A.8. What is the Beck triad? Describe the typical signs and symptoms of cardiac tamponade.

Answer:

The Beck triad, described in 1935 by Claude Beck, includes two characteristic triads for acute and chronic cardiac compression. In acute cardiac tamponade, the presence of the full triad of distended neck veins, diminished heart sounds, and hypotension is uncommon, occurring in only 10% to 40% of patients. Hypotension is present in 14% to 35% of patients, diminished heart sounds in 24% to 34%, and elevated jugular venous pressure in 53% to 88%. The most common presenting symptom in patients with symptomatic pericardial effusion requiring drainage is dyspnea (87%-88% sensitive), and the most sensitive and specific physical finding is pulsus paradoxus (98% sensitive, 83% specific with a >12 mm Hg change in pressure). Other signs and symptoms are listed in Table 12.4. Patients with loculated effusions or regional cardiac tamponade can present with very few or with an atypical constellation of these signs and symptoms.

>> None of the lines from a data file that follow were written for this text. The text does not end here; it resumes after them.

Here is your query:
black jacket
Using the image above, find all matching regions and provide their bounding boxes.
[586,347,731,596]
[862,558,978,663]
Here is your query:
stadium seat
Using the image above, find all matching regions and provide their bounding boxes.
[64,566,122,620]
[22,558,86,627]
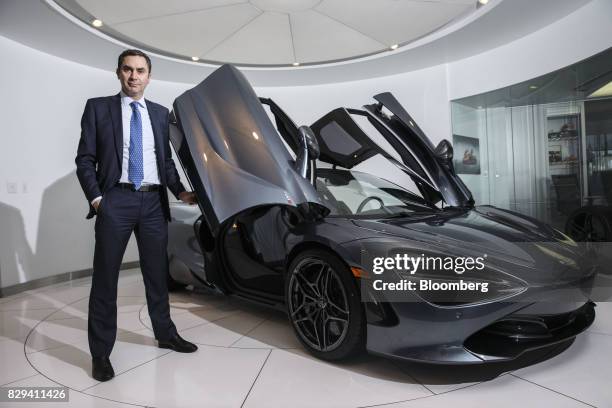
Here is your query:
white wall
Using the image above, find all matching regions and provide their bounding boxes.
[0,0,612,287]
[448,0,612,100]
[0,37,450,287]
[0,37,191,287]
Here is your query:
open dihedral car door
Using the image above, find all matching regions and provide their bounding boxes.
[171,65,320,234]
[311,92,474,207]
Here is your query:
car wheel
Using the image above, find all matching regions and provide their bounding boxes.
[285,249,365,360]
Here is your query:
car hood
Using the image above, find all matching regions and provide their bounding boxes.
[353,206,594,284]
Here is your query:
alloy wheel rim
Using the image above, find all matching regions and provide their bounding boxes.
[288,258,350,352]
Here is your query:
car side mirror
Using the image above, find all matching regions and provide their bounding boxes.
[298,126,321,160]
[435,139,453,164]
[295,126,321,178]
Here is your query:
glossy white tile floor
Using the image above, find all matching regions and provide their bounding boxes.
[0,270,612,408]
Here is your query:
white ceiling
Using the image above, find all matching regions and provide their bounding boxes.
[62,0,477,66]
[0,0,591,87]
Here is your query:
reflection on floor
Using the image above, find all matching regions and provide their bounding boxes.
[0,270,612,408]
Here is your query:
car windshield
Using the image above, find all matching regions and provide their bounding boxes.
[316,169,437,217]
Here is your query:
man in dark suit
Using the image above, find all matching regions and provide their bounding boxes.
[75,50,197,381]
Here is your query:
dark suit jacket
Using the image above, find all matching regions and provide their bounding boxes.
[75,94,185,220]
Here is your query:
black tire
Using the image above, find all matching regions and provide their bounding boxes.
[565,206,612,242]
[285,249,365,360]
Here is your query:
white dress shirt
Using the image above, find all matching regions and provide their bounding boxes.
[91,91,160,205]
[119,91,159,184]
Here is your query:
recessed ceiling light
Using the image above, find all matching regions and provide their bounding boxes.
[589,81,612,98]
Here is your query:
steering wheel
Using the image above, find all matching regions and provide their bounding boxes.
[355,196,391,214]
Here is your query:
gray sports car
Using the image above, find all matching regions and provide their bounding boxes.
[169,65,597,364]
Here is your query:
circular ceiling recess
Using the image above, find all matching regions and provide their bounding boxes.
[55,0,477,67]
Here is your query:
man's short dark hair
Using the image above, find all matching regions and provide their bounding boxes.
[117,50,151,74]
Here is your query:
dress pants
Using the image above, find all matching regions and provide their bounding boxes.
[88,187,177,358]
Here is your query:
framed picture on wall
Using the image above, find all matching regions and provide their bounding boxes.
[453,135,480,174]
[548,145,562,163]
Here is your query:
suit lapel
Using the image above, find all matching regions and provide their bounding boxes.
[110,94,123,168]
[145,99,165,173]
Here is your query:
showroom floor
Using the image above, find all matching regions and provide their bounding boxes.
[0,270,612,408]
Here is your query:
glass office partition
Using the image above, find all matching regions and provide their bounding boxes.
[451,49,612,233]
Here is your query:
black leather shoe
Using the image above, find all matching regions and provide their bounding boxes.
[91,357,115,381]
[157,334,198,353]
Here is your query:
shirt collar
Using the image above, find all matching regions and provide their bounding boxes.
[119,91,147,109]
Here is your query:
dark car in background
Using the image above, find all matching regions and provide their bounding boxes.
[169,65,597,363]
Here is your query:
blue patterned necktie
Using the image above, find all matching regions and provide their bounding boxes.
[128,102,144,190]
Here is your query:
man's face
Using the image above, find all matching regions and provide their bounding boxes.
[117,55,151,99]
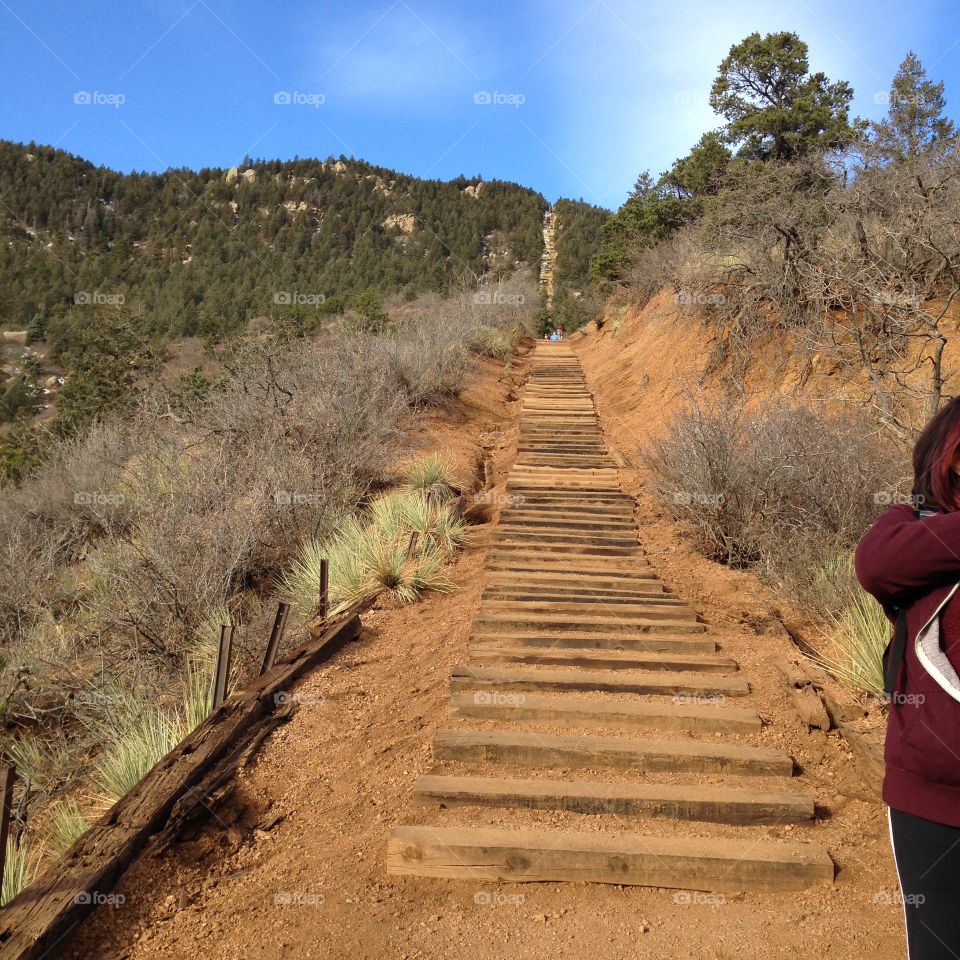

Table 12.4: Signs and Symptoms of Cardiac Tamponade

SymptomsDyspnea
Fatigue
Weakness
Palpitations
Orthopnea
SignsTachycardia
Tachypnea
Hypotension
Diminished heart sounds
Jugular venous distension
Narrow pulse pressure
Pulsus paradoxus
"Unable to lie flat"

The chronic cardiac compression triad consists of elevated jugular venous pressure, ascites, and diminished heart sounds. Beck described these signs in patients with tuberculous, idiopathic pericarditis, or constrictive pericarditis without effusion. The shift from hypotension to ascites reflects the longer-term restriction of venous return to the RA and RV, thereby leading to chronic passive hepatic congestion.

Hypertensive cardiac tamponade is an unusual variant thought to result from the sympathetic response to impaired cardiac filling in patients who develop cardiac tamponade over days to weeks. These patients challenge the classic aphorism of cardiac tamponade being a clinical diagnosis, with average systolic pressures of between 127 and 144 mm Hg at presentation based on six retrospective reviews including 239 patients. These patients all had echocardiographic criteria consistent with cardiac tamponade, including right atrial and RV collapse and exaggerated respiratory variation of RV and LV inflow velocities. Draining the effusion leads to normalization of blood pressure.